Debt makes the business world go round – from lines of credit to bank loans to bonds, companies can accomplish more today by borrowing against tomorrow. It is, however, a double-edged sword; while generally boasting a lower cost of capital from a purely academic point of view and not requiring relinquishing control or ownership of a business, debt has far stricter rules than equity financing and, if mishandled, can be poison to businesses of any size.
For nearly a decade, the Federal Reserve has kept its benchmark interest rate at 0%, and a low interest environment across the entire yield curve has made debt financing more appealing than ever before – Business Insider estimates they’re the lowest in 5000 years! However, with the US economy recovering, Fed Chair Janet Yellen is poised to raise rates imminently. While small, the path towards normal rates will have far-reaching effects in every aspect of the business world – but the effects could be especially troublesome for startups.
First, for small startups themselves, there is the obvious downside – any debt financing today will be far more expensive in a year. In September, 16 of 17 FOMC participants expected interest rates to be at least 0.75% by the end of 2016, with estimates as high as 2.75%. The added financial strain caused by interest expenses rising by up to a factor of 10 could push some companies closer to, or over, the metaphorical debt cliff and into the pit of default or bankruptcy. While 2.75% might be an ambitious target, 0.75%-1% is very much in the realm of possibility. It is possible that a viable business model at an interest rate of 0.25% is considerably less viable at rates greater than 0.75%.
But fear not – rising rates are not all doom and gloom. The very reason for increasing interest rates is because the US domestic economy is strengthening – a bullish sign for all companies, not just small enterprises. However, this is a real cost and will have to be considered by anyone making interest payments. While startups can be notoriously lean, some will be forced to “trim the fat,” cutting costs. These may range from giving up some perks to perhaps delaying new hires. Renegotiating the terms of a loan is also a possibility – most lenders would prefer to receive interest payments than have to deal with a messy repossession process. If that’s not a possibility, the idea of equity fundraising is certainly an option. However, before issuing any debt, corporate board members should check with their treasuries and be fully aware of any and all anti-dilution clauses in the contracts of current shareholders to make an informed decision.
A lean, well-run company can easily navigate these rate-hikes, and stands to benefit greatly from increased market share as its competitors struggle and fall.
On the investor side of the table, there are other potential results of rising interest rates. Private Equity and Venture Capital (PE/VC) firms will be incentivized to pull out of riskier projects as investors don’t have to reach as far for yield. Currently, the private market is very frothy, with 145 private companies with a valuation of at least $1B having a total market cap of $506B at the time of writing. While some of these companies have undeniably earned such valuations, others, undoubtedly, have not. Rising yields will make riskier firms less appetizing for PE/VC firms and could cause a pullback from this market. In fact, this is already beginning to some extent – Fidelity recently marked down several startup holdings, and though they have reversed course on a few, several still remain below cost. The Kentucky Public Retirement System is also planning to reduce its Private Equity holdings by as much as 86% in its KERS Pension Fund, and by 80% in its SPRS fund.

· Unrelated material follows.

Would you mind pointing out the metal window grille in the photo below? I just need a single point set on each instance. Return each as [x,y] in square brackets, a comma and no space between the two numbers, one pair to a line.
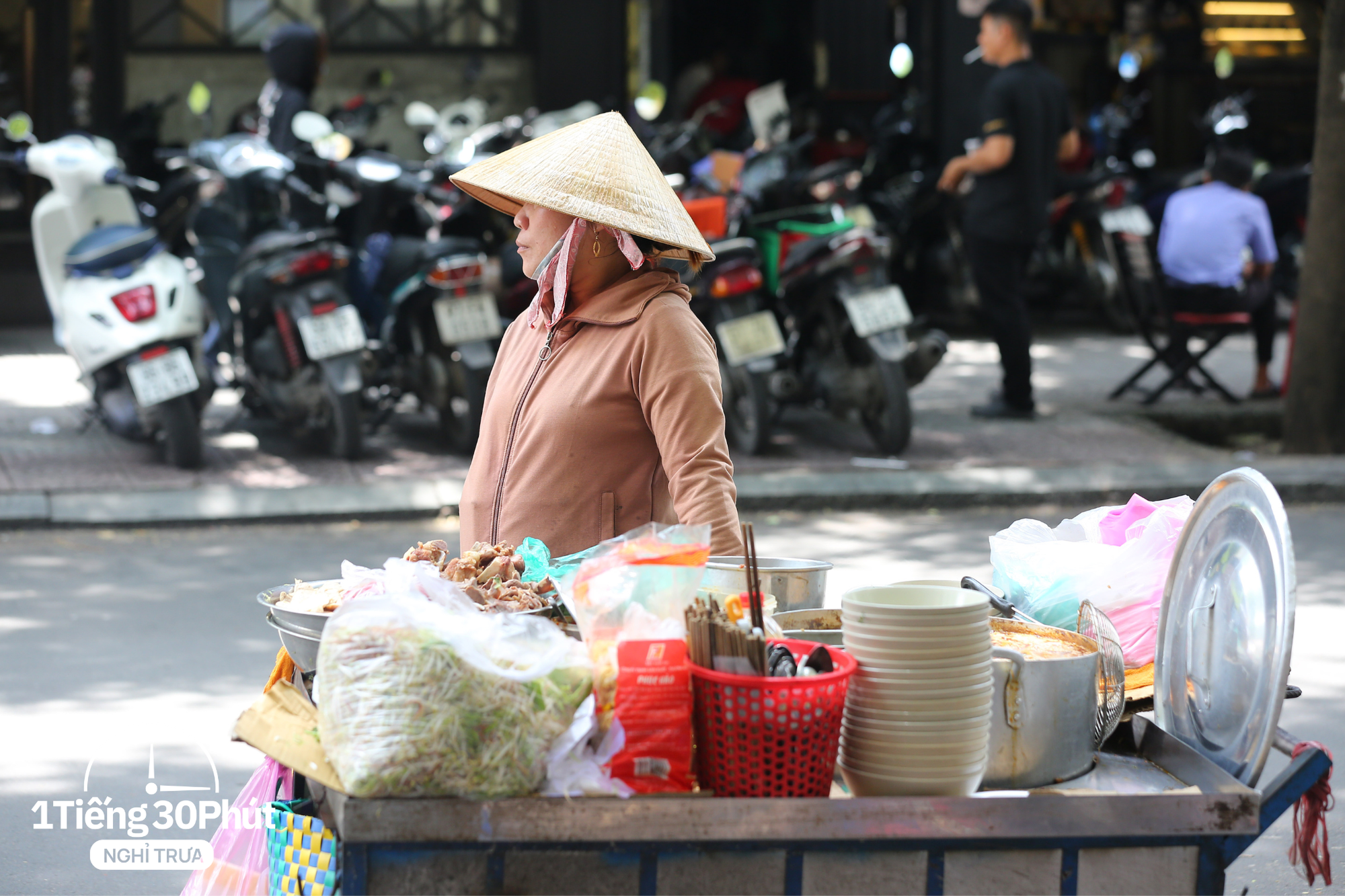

Much like on the company-side of things, there is a silver lining to the investor end of the proposition, as well. With effectively fewer buyers at the table but a static level of sellers, market prices for these investments will fall, allowing for players in the PE/VC space to pick great companies up at lower valuations. As Warren Buffet famously said, “Only when the tide goes out do you discover who’s been swimming naked.” As market valuations correct themselves and the weaker players in the space fall to the wayside, the solid companies left over will be not only more affordable, but more easily seen. Furthermore, in a world where intellectual property is increasingly important, it is entirely possible that there are small companies out there with excellent IP but that are poorly run. Scooping up these companies at a major discount and turning them around is a recipe for a huge pay-off.
Clearly, rising interest rates will pose a challenge for businesses, as debt service costs force corporations to rethink the future. However, a well-run small company or an astute PE/VC firm that is properly prepared for this can turn this challenge into an exciting opportunity for enormous returns.